# DNF — The Disjunctive Normal Form¶

The disjunctive normal form is the dual of CNF. We define a cube to be a conjunction $$(l_1 \land l_2 \land … \land l_n)$$ of literals. A cube is contradictory if it contains a literal and its negation. A formula is in disjunctive normal form (DNF) if it is a disjunction of cubes.

Example

The formula $$(a \land \neg b) \lor (\neg a \land \neg b \land c)$$ is in DNF.

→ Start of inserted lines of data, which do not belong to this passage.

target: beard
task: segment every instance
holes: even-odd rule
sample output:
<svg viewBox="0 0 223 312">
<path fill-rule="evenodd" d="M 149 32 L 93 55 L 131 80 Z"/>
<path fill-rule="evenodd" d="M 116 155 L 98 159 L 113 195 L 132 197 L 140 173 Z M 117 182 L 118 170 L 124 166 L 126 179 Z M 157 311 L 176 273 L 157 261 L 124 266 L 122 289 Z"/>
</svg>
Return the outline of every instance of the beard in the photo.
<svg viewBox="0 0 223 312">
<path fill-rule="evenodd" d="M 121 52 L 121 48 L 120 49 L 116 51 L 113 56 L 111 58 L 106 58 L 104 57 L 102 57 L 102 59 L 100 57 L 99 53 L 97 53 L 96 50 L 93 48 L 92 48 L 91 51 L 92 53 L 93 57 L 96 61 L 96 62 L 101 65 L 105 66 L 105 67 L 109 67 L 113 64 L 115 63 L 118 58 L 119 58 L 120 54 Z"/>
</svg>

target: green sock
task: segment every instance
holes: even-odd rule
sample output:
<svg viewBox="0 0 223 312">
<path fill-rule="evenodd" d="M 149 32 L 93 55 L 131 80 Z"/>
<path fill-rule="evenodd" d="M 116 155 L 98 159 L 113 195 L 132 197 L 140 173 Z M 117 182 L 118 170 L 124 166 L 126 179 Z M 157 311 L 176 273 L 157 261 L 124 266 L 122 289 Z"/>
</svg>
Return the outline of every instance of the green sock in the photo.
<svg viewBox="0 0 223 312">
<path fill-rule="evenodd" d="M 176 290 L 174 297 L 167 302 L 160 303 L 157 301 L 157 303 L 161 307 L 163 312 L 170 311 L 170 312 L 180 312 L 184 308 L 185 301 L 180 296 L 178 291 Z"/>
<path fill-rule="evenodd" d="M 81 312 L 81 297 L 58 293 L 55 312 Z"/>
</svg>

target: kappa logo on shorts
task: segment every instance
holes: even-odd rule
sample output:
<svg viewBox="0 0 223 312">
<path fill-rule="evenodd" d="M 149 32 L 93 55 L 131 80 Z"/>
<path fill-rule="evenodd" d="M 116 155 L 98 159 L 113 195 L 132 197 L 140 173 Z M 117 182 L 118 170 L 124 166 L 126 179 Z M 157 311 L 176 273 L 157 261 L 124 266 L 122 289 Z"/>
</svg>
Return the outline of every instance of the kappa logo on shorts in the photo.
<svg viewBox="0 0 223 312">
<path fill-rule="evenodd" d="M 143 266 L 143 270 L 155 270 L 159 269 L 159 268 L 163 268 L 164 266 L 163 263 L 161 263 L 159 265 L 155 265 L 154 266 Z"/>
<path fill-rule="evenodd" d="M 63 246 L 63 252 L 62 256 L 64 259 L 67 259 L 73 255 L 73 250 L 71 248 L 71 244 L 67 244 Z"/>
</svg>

Checking whether a DNF formula is satisfiable is easy: as the formula is a disjunction of cubes, each non-contradictory cube corresponds to one or more satisfying truth assignments.

Example

The DNF formula $$(a \land \neg b) \lor (\neg a \land \neg b \land c)$$ over the three variables $$\Set{a,b,c}$$ has three satisfying truth assignments:

• ​ The cube $$(a \land \neg b)$$ corresponds to $$\Set{a \mapsto \True, b \mapsto \False, c \mapsto \False}$$ and $$\Set{a \mapsto \True, b \mapsto \False, c \mapsto \True}$$.

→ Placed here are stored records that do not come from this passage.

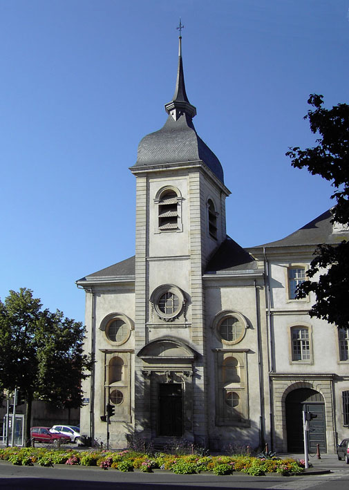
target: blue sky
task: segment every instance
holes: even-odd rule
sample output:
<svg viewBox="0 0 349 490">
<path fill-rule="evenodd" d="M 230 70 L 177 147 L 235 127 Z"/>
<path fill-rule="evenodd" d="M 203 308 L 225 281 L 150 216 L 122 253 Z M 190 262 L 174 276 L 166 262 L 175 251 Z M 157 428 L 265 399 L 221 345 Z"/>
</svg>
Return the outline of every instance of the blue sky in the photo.
<svg viewBox="0 0 349 490">
<path fill-rule="evenodd" d="M 75 281 L 134 254 L 137 147 L 165 122 L 179 17 L 187 93 L 248 247 L 332 205 L 290 166 L 310 93 L 349 101 L 349 0 L 0 0 L 0 297 L 84 320 Z"/>
</svg>

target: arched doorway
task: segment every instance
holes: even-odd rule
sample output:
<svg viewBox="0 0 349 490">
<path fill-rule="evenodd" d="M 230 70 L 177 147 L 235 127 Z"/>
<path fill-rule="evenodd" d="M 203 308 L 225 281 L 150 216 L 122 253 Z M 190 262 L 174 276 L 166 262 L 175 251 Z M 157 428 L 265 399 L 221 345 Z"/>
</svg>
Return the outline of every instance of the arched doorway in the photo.
<svg viewBox="0 0 349 490">
<path fill-rule="evenodd" d="M 325 418 L 325 402 L 321 393 L 310 388 L 300 388 L 291 391 L 286 397 L 286 427 L 287 435 L 287 451 L 303 452 L 304 449 L 303 433 L 303 415 L 305 411 L 317 415 L 310 421 L 308 432 L 308 447 L 312 452 L 317 451 L 317 444 L 320 451 L 326 451 L 326 422 Z"/>
</svg>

• ​ The cube $$(\neg a \land \neg b \land c)$$ corresponds to $$\Set{a \mapsto \False, b \mapsto \False, c \mapsto \True}$$.

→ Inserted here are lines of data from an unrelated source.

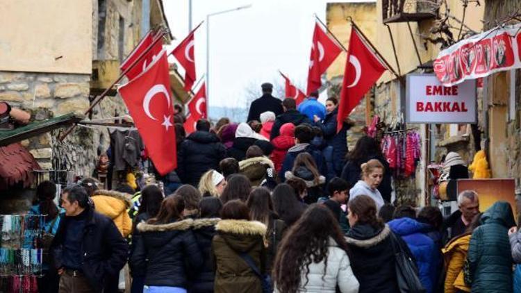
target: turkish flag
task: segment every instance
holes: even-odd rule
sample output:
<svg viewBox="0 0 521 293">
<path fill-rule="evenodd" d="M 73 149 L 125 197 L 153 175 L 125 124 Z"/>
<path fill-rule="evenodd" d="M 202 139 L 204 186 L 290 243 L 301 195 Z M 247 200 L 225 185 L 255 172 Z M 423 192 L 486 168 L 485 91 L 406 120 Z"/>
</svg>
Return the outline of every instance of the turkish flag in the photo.
<svg viewBox="0 0 521 293">
<path fill-rule="evenodd" d="M 206 85 L 204 83 L 199 89 L 197 93 L 195 94 L 195 96 L 188 101 L 188 104 L 190 113 L 193 116 L 198 117 L 198 119 L 206 119 L 208 117 L 208 113 L 206 113 Z"/>
<path fill-rule="evenodd" d="M 174 104 L 167 54 L 163 51 L 142 74 L 118 89 L 156 169 L 177 167 Z"/>
<path fill-rule="evenodd" d="M 309 57 L 309 71 L 308 72 L 308 89 L 309 95 L 322 85 L 320 76 L 333 63 L 342 49 L 327 35 L 318 23 L 315 24 L 311 56 Z"/>
<path fill-rule="evenodd" d="M 195 31 L 195 30 L 194 30 Z M 185 90 L 189 92 L 196 80 L 195 57 L 194 54 L 194 31 L 172 51 L 185 69 Z"/>
<path fill-rule="evenodd" d="M 152 44 L 154 41 L 154 33 L 151 32 L 148 32 L 147 35 L 141 40 L 141 42 L 138 44 L 138 46 L 134 48 L 132 52 L 129 55 L 129 57 L 127 57 L 119 66 L 122 72 L 126 70 L 126 69 L 129 68 L 130 65 L 131 65 L 132 63 L 133 63 L 133 62 Z M 126 73 L 126 75 L 129 80 L 131 81 L 133 79 L 139 74 L 144 72 L 147 68 L 147 65 L 149 65 L 154 57 L 161 52 L 162 49 L 163 44 L 161 41 L 157 42 L 154 45 L 154 47 Z"/>
<path fill-rule="evenodd" d="M 304 99 L 306 99 L 306 94 L 302 92 L 300 89 L 293 85 L 293 84 L 291 83 L 291 81 L 290 81 L 290 78 L 283 74 L 282 72 L 281 72 L 281 75 L 284 78 L 285 81 L 284 89 L 286 92 L 284 96 L 288 98 L 293 98 L 293 99 L 295 100 L 295 102 L 297 103 L 297 106 L 299 106 L 299 104 L 302 103 L 304 101 Z"/>
<path fill-rule="evenodd" d="M 362 41 L 358 31 L 352 28 L 338 106 L 338 131 L 342 128 L 344 119 L 386 70 L 386 67 Z"/>
</svg>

However, this fact does not make SAT solving trivial: translating a formula to DNF can require exponential time and space in the worst case.

Example

Consider the parity formula $$x_1 \Xor x_2 \Xor \ldots \Xor x_n$$. Its minimal DNF consists of $$2^{n-1}$$ cubes of length $$n$$. For instance, when $$n = 3$$, the DNF of $$x_1 \Xor x_2 \Xor x_3$$ is \begin{eqnarray*} (\neg x_1 \land \neg x_2 \land x_3) &{\lor}&\\\\ (\neg x_1 \land x_2 \land \neg x_3) &{\lor}&\\\\ (x_1 \land \neg x_2 \land \neg x_3) &{\lor}&\\\\ (x_1 \land x_2 \land x_3) \end{eqnarray*}

As with CNF (recall the section CNF Translations), a formula can be translated to DNF by local rewriting rules:

• ​ removing other binary operands but disjunction and conjunction,

• ​ pushing negations next to variables, and

• ​ pushing disjunctions outside of conjunctions with the rule $${\EHS \land (\LHS \lor \RHS)} \Trans {(\EHS \land \LHS) \lor (\EHS \land \RHS)}$$

For small formulas, the DNF can also be directly read from the truth table by observing that a cube $$(l_1 \land … \land l_k)$$ “includes” all the rows in which $$l_1,…,l_k$$ are all true.

Example

Consider the formula $$(a \land b) \Xor c$$ with the truth table below. $\begin{array}{ccc|c|c@{}} a & b & c & (a \land b) & (a \land b) \Xor c \\\\ \hline \False & \False & \False & \False & \False \\\\ \False & \False & \True & \False & \True \\\\ \False & \True & \False & \False & \False \\\\ \False & \True & \True & \False & \True \\\\ \True & \False & \False & \False & \False \\\\ \True & \False & \True & \False & \True \\\\ \True & \True & \False & \True & \True \\\\ \True & \True & \True & \True & \False \\\\ \end{array}$ Now the cube $$(\neg a \land \neg b \land c)$$ includes the second row in which $$a$$ and $$b$$ are false and $$c$$ is true. Including all the rows, and only those, in which $$(a \land b) \Xor c$$ is $$\True$$ by adding cubes, we get the DNF formula $$(\neg a \land \neg b \land c) \lor (\neg a \land b \land c) \lor (a \land \neg b \land c) \lor (a \land b \land \neg c)$$